From 1d84bb08a8b6dbd24ee0e41188e7863fae220fa5 Mon Sep 17 00:00:00 2001
From: DJObleezy <156115770+Djobleezy@users.noreply.github.com>
Date: Wed, 16 Apr 2025 23:23:07 -0700
Subject: [PATCH] Add files via upload

---
 App.py          |  83 +++++++++-------
 data_service.py | 255 +++++++++++++++++++++++++++---------------------
 2 files changed, 192 insertions(+), 146 deletions(-)

diff --git a/App.py b/App.py
index 2510ae5..857358a 100644
--- a/App.py
+++ b/App.py
@@ -81,7 +81,7 @@ def log_memory_usage():
     except Exception as e:
         logging.error(f"Error logging memory usage: {e}")
 
-# Modify the update_metrics_job function to include API status
+# --- Modified update_metrics_job function ---
 def update_metrics_job(force=False):
     """
     Background job to update metrics.
@@ -94,7 +94,51 @@ def update_metrics_job(force=False):
     logging.info("Starting update_metrics_job")
 
     try:
-        # [Existing scheduler health check code...]

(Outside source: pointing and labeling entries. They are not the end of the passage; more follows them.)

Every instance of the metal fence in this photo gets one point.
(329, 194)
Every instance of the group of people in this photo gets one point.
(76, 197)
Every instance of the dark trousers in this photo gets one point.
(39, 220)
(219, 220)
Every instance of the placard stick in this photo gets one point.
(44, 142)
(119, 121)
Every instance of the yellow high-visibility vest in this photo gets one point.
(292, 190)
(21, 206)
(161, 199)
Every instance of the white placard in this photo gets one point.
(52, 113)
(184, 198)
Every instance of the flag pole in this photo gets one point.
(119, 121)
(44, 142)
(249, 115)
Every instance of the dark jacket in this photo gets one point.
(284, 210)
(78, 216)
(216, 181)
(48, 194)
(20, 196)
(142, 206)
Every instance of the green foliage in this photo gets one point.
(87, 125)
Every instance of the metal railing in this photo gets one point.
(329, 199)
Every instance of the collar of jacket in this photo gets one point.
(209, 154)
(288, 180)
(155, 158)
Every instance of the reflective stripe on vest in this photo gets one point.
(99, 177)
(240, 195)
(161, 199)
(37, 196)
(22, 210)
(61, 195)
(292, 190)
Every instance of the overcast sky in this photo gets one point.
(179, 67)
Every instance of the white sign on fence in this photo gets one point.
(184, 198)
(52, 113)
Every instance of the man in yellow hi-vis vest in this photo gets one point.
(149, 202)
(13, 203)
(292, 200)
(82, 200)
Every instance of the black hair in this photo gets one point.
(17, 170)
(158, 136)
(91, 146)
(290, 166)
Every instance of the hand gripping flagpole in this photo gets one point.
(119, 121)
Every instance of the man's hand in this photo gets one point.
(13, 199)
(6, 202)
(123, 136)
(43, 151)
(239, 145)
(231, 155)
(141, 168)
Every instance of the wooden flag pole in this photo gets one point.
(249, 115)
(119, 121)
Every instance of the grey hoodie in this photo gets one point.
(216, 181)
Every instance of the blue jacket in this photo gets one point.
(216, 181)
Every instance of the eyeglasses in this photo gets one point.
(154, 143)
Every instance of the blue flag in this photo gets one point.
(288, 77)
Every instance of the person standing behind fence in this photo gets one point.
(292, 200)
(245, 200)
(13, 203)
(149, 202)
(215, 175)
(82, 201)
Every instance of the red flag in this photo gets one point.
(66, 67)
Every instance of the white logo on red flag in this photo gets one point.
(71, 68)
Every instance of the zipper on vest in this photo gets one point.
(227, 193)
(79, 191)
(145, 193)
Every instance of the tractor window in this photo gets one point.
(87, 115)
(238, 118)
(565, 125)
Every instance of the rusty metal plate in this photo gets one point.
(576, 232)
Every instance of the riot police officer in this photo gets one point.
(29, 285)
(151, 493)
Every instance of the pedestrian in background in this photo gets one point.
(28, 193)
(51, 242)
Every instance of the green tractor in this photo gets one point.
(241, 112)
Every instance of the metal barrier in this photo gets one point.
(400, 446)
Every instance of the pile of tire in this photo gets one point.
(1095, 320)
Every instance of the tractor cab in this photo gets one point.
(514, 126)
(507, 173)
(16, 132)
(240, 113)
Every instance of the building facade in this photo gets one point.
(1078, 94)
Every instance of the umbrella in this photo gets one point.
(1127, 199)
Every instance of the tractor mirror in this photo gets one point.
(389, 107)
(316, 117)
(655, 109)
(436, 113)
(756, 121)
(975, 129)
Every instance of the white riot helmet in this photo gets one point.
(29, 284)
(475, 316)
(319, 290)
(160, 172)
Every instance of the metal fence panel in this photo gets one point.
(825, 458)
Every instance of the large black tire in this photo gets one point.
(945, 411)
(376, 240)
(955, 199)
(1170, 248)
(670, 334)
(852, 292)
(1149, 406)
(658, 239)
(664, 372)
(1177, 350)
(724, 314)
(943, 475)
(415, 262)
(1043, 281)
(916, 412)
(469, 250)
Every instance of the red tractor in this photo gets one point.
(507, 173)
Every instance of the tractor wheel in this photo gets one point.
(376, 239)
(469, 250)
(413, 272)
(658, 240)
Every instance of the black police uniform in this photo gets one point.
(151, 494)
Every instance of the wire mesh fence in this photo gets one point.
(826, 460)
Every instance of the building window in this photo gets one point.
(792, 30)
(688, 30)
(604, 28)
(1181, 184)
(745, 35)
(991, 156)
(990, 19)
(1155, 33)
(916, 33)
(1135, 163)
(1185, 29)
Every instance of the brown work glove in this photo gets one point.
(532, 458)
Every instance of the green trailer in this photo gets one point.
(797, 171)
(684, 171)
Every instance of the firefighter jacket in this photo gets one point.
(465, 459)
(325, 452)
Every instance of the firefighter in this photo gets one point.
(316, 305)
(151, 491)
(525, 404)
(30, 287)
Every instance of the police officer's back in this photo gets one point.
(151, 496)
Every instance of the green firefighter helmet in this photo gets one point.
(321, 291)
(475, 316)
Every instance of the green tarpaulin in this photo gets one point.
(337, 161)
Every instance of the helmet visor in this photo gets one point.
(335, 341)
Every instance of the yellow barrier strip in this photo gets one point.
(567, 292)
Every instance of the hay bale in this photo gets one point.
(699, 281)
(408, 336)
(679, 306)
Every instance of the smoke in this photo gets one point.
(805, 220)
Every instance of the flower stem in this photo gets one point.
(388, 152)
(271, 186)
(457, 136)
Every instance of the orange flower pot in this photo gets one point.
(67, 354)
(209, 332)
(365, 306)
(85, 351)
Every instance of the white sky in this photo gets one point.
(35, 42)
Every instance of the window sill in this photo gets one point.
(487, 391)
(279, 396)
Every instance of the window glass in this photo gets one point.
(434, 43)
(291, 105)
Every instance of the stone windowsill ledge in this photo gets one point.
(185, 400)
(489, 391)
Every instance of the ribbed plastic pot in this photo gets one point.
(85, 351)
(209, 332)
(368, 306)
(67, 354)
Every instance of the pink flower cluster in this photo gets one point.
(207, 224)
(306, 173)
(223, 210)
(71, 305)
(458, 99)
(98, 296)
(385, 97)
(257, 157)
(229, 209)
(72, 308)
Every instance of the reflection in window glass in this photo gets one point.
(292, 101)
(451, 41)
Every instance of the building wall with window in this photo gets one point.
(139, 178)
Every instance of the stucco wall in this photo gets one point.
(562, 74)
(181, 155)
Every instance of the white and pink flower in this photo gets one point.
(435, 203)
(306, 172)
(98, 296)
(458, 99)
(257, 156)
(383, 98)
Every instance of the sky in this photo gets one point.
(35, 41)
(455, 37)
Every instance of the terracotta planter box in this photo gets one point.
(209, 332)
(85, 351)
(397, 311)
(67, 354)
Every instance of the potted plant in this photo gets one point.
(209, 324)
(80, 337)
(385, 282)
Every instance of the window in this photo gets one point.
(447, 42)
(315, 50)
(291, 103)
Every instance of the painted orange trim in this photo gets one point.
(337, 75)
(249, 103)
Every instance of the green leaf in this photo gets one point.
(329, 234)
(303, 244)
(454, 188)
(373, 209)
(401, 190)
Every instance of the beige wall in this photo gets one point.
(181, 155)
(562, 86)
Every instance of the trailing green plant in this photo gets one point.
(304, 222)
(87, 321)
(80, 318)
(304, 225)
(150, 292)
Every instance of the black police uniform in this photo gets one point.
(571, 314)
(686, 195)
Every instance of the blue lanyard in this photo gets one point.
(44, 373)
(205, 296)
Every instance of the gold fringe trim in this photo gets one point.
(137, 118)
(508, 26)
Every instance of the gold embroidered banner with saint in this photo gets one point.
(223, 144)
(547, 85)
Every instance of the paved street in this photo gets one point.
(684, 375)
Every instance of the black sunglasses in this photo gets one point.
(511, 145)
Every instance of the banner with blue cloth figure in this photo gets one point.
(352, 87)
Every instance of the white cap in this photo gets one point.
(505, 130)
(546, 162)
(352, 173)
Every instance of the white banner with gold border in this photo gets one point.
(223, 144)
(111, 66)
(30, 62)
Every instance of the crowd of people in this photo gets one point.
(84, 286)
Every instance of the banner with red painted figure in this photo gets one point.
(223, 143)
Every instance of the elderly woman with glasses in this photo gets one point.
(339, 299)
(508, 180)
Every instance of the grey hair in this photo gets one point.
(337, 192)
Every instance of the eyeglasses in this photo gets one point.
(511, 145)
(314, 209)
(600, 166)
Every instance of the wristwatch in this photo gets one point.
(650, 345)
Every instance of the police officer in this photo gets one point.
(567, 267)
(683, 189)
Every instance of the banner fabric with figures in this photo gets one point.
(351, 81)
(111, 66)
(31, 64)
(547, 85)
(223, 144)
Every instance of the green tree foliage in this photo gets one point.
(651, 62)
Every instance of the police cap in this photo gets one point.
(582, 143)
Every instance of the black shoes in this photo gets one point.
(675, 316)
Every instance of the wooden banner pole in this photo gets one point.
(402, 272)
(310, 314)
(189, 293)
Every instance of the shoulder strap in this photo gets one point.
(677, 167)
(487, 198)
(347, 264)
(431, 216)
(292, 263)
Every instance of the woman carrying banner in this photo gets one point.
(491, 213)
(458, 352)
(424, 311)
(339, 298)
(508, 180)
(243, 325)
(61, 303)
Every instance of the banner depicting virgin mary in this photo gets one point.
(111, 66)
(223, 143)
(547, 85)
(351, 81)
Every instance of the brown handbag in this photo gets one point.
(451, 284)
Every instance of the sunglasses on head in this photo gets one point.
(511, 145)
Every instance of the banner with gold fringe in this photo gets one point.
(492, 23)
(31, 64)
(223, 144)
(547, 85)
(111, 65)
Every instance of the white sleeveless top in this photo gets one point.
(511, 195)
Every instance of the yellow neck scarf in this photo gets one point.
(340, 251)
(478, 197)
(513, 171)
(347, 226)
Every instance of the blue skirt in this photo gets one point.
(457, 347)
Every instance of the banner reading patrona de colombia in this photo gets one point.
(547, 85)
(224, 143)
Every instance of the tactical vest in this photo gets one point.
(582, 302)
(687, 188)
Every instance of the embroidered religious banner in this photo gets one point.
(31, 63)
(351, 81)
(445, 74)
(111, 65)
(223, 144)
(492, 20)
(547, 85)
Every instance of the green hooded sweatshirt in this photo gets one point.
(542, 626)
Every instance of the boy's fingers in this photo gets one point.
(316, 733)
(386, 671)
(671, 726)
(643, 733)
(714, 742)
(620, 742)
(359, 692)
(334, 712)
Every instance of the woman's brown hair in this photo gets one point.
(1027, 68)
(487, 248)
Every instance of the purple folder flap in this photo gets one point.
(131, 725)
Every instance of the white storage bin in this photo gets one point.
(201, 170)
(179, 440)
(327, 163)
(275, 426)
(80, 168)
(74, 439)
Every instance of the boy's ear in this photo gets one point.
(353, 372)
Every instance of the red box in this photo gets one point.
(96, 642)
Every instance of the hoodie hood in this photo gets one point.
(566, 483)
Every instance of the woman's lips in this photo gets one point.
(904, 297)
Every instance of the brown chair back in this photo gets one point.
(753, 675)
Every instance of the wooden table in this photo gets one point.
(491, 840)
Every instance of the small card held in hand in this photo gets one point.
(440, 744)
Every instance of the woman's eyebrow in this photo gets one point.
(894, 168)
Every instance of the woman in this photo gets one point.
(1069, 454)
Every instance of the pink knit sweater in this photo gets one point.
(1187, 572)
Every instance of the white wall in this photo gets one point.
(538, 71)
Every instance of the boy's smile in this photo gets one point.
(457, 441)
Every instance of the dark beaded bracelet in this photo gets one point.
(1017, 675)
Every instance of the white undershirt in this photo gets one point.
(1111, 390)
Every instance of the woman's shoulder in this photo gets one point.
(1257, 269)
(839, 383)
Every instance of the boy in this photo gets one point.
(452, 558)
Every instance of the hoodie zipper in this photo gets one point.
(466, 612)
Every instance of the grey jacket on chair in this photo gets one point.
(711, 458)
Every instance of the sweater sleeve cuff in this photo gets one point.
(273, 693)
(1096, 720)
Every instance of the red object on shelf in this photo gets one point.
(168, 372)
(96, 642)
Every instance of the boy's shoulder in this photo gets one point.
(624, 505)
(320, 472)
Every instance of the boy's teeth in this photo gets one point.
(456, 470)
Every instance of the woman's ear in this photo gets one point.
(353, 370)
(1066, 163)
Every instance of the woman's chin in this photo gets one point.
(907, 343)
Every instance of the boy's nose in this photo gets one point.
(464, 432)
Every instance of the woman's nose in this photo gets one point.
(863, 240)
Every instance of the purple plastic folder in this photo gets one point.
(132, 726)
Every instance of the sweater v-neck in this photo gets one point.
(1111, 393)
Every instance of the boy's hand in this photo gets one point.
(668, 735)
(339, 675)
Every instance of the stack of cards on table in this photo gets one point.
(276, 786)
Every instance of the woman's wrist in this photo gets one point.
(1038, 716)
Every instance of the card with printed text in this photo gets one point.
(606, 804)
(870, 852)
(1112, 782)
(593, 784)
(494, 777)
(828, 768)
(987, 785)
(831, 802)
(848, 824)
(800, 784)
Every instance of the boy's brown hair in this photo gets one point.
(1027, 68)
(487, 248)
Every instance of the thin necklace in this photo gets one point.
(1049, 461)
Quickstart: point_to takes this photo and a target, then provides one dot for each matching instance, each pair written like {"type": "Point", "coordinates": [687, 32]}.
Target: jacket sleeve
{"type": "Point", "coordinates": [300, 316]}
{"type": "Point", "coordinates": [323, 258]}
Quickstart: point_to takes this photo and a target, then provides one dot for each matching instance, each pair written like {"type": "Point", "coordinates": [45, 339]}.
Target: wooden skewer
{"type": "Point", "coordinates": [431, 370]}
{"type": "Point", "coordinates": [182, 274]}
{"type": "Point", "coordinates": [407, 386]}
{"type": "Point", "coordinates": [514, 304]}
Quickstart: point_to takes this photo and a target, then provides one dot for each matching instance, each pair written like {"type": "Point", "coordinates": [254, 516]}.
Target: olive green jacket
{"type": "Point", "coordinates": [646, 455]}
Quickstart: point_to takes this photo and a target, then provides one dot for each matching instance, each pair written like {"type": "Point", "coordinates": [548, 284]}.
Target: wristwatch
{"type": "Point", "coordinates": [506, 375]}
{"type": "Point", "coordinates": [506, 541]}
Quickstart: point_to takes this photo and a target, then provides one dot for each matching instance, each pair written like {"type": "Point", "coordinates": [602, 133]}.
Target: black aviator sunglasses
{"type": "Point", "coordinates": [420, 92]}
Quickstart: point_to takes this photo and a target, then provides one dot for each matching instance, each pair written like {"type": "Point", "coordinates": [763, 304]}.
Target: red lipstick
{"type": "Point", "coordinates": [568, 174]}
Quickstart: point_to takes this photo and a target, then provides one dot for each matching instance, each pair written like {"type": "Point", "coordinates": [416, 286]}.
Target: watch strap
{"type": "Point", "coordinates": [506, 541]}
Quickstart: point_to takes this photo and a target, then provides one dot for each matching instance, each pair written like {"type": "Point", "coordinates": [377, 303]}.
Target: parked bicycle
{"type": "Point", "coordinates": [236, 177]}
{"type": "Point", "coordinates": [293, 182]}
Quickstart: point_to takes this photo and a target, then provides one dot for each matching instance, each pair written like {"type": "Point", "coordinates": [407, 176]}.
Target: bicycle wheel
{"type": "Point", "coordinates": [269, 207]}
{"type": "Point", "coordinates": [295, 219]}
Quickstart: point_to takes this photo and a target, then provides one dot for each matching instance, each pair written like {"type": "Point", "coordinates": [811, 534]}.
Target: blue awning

+        # Check scheduler health - enhanced logic to detect failed executors
+        if not scheduler or not hasattr(scheduler, 'running'):
+            logging.error("Scheduler object is invalid, attempting to recreate")
+            with scheduler_recreate_lock:
+                create_scheduler()
+            return
+            
+        if not scheduler.running:
+            logging.warning("Scheduler stopped unexpectedly, attempting to restart")
+            try:
+                scheduler.start()
+                logging.info("Scheduler restarted successfully")
+            except Exception as e:
+                logging.error(f"Failed to restart scheduler: {e}")
+                # More aggressive recovery - recreate scheduler entirely
+                with scheduler_recreate_lock:
+                    create_scheduler()
+                return
+        
+        # Test the scheduler's executor by checking its state
+        try:
+            # Check if any jobs exist and are scheduled 
+            jobs = scheduler.get_jobs()
+            if not jobs:
+                logging.error("No jobs found in scheduler - recreating")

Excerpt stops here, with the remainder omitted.